O governador em exercício do Rio de Janeiro, Ricardo Couto, e o secretário da Casa Civil, Flávio Willeman, publicaram no Diário Oficial desta segunda-feira, 27, uma nova lista de exonerações. Desta vez, foram 30 dispensas em diferentes setores da administração estadual, elevando o total para 668 demissões em apenas um mês de gestão.
Setores atingidos pelas exonerações
As demissões incluem cargos na Secretaria da Casa Civil, da Fazenda, de Governo, de Defesa do Consumidor e do Gabinete do Governador. Também foram afetados funcionários do Instituto Estadual do Ambiente (Inea), da Fundação Leão XIII e da Loteria do estado. Dentre as dispensas desta segunda-feira, apenas quatro são assinadas diretamente pelo desembargador Ricardo Couto; as outras 26 estão atribuídas ao secretário da Casa Civil.
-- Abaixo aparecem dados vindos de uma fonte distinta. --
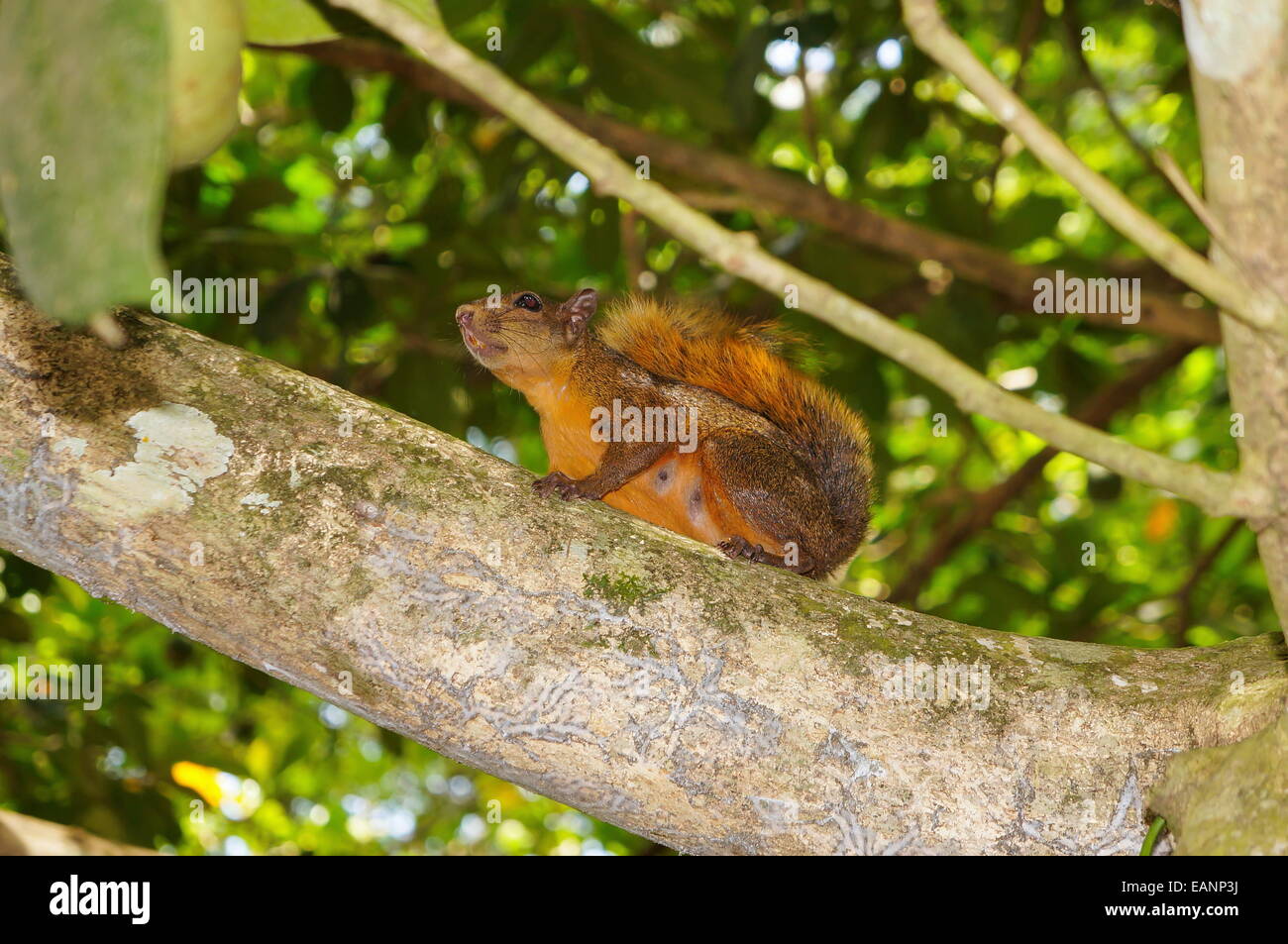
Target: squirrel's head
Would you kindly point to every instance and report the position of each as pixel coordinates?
(524, 333)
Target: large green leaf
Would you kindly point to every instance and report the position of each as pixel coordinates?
(82, 149)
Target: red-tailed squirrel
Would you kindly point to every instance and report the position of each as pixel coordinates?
(684, 417)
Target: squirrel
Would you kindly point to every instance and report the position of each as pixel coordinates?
(686, 417)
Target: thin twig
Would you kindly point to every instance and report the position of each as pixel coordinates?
(941, 44)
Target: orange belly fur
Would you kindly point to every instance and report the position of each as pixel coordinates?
(715, 519)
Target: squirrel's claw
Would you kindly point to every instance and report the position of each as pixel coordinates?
(738, 546)
(558, 483)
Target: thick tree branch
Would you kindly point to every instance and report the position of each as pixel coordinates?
(941, 44)
(1218, 493)
(785, 194)
(709, 704)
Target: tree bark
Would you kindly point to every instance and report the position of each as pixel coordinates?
(709, 704)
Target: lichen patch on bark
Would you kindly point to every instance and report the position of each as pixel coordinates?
(178, 451)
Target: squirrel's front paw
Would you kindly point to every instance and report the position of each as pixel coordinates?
(558, 483)
(741, 549)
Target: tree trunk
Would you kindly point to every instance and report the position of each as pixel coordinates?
(708, 704)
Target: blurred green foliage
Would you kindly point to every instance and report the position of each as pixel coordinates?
(360, 277)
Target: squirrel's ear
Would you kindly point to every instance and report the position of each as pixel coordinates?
(578, 310)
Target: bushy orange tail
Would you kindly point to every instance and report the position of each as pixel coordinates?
(741, 361)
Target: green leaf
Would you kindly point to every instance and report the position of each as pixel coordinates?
(331, 98)
(82, 149)
(286, 22)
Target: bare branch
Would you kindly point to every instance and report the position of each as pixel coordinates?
(1218, 493)
(786, 194)
(983, 506)
(936, 40)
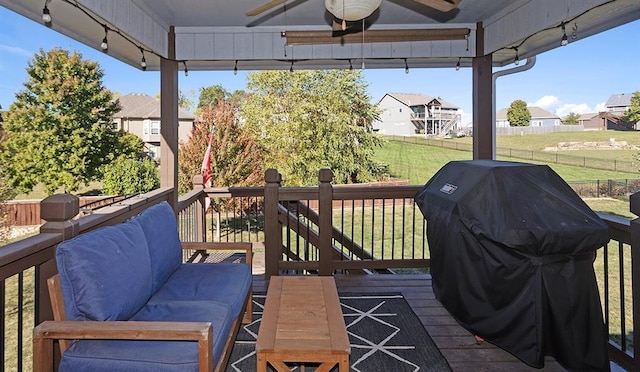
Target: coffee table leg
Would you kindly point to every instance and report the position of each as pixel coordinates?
(261, 363)
(344, 364)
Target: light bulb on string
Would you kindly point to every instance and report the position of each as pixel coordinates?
(105, 43)
(564, 40)
(143, 61)
(46, 14)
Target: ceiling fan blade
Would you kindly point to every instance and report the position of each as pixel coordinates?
(441, 5)
(264, 7)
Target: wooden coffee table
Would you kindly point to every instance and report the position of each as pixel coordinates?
(302, 323)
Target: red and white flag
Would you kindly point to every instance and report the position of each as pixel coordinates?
(205, 169)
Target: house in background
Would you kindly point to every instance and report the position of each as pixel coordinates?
(592, 121)
(539, 118)
(140, 115)
(619, 104)
(409, 114)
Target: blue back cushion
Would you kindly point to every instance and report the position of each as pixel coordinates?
(161, 230)
(105, 274)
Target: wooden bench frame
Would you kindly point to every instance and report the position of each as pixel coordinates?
(202, 332)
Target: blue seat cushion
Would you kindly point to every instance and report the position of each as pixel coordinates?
(162, 356)
(161, 230)
(105, 274)
(228, 283)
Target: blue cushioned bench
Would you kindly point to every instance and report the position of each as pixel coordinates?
(124, 300)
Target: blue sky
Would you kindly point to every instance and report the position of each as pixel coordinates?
(579, 77)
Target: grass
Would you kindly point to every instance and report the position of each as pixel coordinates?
(418, 162)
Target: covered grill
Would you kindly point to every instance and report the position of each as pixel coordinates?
(512, 249)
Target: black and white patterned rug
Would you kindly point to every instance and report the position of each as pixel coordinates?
(385, 335)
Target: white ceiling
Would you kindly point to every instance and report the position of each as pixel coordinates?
(216, 34)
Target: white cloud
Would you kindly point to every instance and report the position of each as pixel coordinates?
(567, 108)
(547, 102)
(15, 50)
(555, 105)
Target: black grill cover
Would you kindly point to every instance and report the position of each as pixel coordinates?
(512, 250)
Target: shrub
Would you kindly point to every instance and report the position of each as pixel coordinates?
(128, 176)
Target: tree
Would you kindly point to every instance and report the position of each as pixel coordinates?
(184, 102)
(633, 115)
(518, 114)
(308, 120)
(128, 176)
(571, 119)
(58, 129)
(236, 159)
(210, 96)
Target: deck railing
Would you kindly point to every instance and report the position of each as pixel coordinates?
(323, 229)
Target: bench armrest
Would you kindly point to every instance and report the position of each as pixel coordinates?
(46, 332)
(224, 246)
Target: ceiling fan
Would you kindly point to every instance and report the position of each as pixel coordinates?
(355, 10)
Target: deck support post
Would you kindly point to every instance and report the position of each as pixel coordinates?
(634, 207)
(201, 213)
(272, 229)
(325, 225)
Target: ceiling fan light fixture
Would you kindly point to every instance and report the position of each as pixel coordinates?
(352, 10)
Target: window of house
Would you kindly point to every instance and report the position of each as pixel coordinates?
(152, 151)
(155, 127)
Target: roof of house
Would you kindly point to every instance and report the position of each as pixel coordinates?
(143, 106)
(535, 111)
(417, 99)
(588, 116)
(619, 100)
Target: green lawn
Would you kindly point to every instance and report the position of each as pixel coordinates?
(418, 162)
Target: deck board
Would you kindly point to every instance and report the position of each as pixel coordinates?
(456, 344)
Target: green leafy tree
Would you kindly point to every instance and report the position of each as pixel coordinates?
(58, 129)
(236, 159)
(210, 96)
(184, 102)
(127, 176)
(518, 114)
(571, 119)
(308, 120)
(633, 115)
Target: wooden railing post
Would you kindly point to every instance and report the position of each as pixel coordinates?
(201, 214)
(272, 229)
(634, 201)
(325, 224)
(58, 210)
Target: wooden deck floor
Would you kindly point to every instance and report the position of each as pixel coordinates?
(456, 344)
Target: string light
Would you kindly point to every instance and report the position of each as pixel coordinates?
(143, 61)
(105, 44)
(46, 15)
(564, 40)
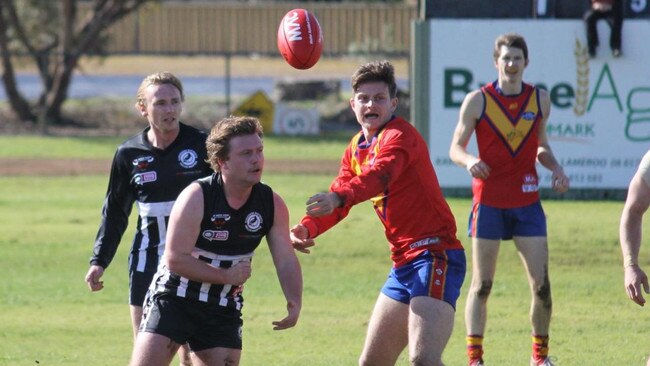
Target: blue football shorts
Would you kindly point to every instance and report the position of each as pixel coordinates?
(201, 325)
(437, 274)
(492, 223)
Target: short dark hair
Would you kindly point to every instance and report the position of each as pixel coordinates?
(510, 40)
(223, 131)
(382, 71)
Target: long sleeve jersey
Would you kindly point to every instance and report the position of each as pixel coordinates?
(152, 179)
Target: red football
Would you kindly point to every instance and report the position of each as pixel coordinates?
(299, 39)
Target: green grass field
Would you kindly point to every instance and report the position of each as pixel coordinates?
(48, 316)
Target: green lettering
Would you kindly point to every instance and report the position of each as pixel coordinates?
(562, 95)
(457, 83)
(614, 92)
(641, 123)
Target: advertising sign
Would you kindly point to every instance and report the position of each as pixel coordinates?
(599, 125)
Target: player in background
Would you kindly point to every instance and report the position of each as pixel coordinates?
(636, 205)
(509, 118)
(149, 169)
(388, 163)
(215, 226)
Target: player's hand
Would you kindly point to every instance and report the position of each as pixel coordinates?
(93, 275)
(239, 273)
(478, 169)
(634, 279)
(294, 311)
(322, 204)
(300, 238)
(560, 181)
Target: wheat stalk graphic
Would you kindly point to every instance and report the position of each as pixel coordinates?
(582, 78)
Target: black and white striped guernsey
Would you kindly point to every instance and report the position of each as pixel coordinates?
(227, 236)
(152, 179)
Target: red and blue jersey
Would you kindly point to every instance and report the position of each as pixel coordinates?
(395, 173)
(507, 138)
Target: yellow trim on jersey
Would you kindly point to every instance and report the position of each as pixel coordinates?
(513, 133)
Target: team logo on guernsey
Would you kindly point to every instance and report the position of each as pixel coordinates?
(219, 220)
(218, 235)
(253, 222)
(188, 158)
(145, 177)
(528, 116)
(530, 184)
(142, 162)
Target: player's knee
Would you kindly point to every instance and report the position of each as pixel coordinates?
(543, 292)
(484, 289)
(421, 360)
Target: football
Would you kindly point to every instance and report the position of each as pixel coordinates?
(300, 40)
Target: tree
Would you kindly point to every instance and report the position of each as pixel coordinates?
(51, 35)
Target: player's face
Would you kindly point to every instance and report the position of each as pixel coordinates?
(511, 64)
(245, 161)
(373, 106)
(162, 107)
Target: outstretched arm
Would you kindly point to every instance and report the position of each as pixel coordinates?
(637, 203)
(559, 180)
(286, 264)
(470, 112)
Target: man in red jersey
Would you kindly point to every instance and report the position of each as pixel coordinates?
(509, 118)
(388, 163)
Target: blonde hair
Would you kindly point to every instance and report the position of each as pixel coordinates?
(158, 78)
(223, 131)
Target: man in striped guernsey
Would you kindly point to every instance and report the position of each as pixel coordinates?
(215, 226)
(509, 118)
(149, 169)
(388, 164)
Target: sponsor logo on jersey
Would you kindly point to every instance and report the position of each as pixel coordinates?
(425, 241)
(142, 162)
(146, 177)
(188, 158)
(530, 184)
(528, 116)
(253, 222)
(219, 220)
(218, 235)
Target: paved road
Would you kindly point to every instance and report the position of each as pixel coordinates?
(88, 86)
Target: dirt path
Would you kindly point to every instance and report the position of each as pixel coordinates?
(70, 167)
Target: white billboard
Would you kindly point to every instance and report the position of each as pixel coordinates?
(599, 126)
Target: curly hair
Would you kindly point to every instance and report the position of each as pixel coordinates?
(382, 71)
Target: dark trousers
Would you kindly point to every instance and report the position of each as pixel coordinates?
(614, 18)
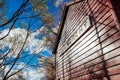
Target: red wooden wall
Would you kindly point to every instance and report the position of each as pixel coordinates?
(92, 51)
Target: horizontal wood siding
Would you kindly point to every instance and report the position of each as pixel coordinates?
(95, 54)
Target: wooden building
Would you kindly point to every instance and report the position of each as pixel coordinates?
(88, 45)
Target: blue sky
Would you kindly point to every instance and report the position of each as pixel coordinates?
(11, 6)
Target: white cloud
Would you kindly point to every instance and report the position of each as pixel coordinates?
(18, 35)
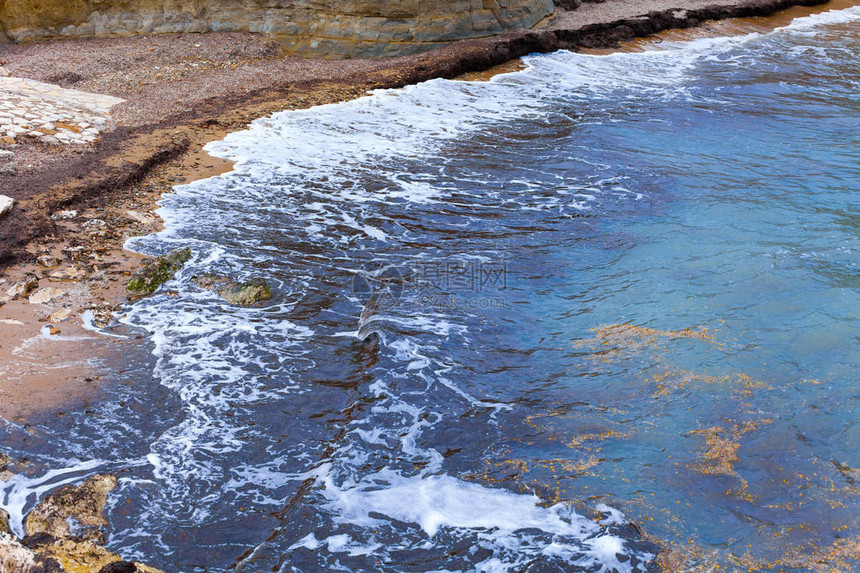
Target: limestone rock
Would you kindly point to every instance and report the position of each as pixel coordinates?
(6, 204)
(332, 28)
(158, 272)
(46, 295)
(245, 294)
(80, 506)
(23, 288)
(64, 534)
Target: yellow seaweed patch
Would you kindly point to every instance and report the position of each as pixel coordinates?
(613, 341)
(721, 453)
(580, 440)
(841, 556)
(677, 379)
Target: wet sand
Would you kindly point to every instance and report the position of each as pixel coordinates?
(173, 108)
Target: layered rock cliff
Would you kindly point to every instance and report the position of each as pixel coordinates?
(333, 28)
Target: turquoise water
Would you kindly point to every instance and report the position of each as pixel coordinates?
(552, 322)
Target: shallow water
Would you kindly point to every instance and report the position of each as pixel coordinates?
(505, 313)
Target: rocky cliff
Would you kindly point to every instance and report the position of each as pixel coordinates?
(333, 28)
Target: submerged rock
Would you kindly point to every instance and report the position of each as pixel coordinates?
(245, 294)
(155, 274)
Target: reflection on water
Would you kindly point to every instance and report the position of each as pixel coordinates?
(547, 322)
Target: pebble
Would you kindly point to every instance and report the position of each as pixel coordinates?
(61, 215)
(23, 288)
(6, 203)
(50, 113)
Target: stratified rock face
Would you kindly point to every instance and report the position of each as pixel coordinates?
(334, 28)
Meta de economia e combate a 'fantasmas'
A reestruturação promovida pelo governo tem como alvo principal os funcionários que não estão em atividade, popularmente chamados de 'fantasmas'. A expectativa é economizar cerca de 10 milhões de reais com as exonerações. A reforma não deve parar por aí: a estrutura administrativa também está sendo revista, com a extinção de três subsecretarias da Casa Civil: a Subsecretaria Adjunta de Projetos Especiais, a Subsecretaria de Gastronomia e a Subsecretaria de Ações Comunitárias e Empreendedorismo. Por outro lado, a Subsecretaria-Geral deve ser reinstaurada.
Contexto político da sucessão
Ricardo Couto assumiu o governo em 23 de março, após a renúncia de Cláudio Castro (PL), uma manobra calculada para evitar a cassação e manter aberta a possibilidade de disputar uma vaga no Senado. Na ausência do vice-governador, que renunciou para assumir um cargo no Tribunal de Contas do Estado (TCE-RJ), e do presidente da Assembleia Legislativa, afastado por ordem do STF e depois cassado pelo TSE, Couto, então presidente do Tribunal de Justiça do Rio, era o próximo na linha sucessória.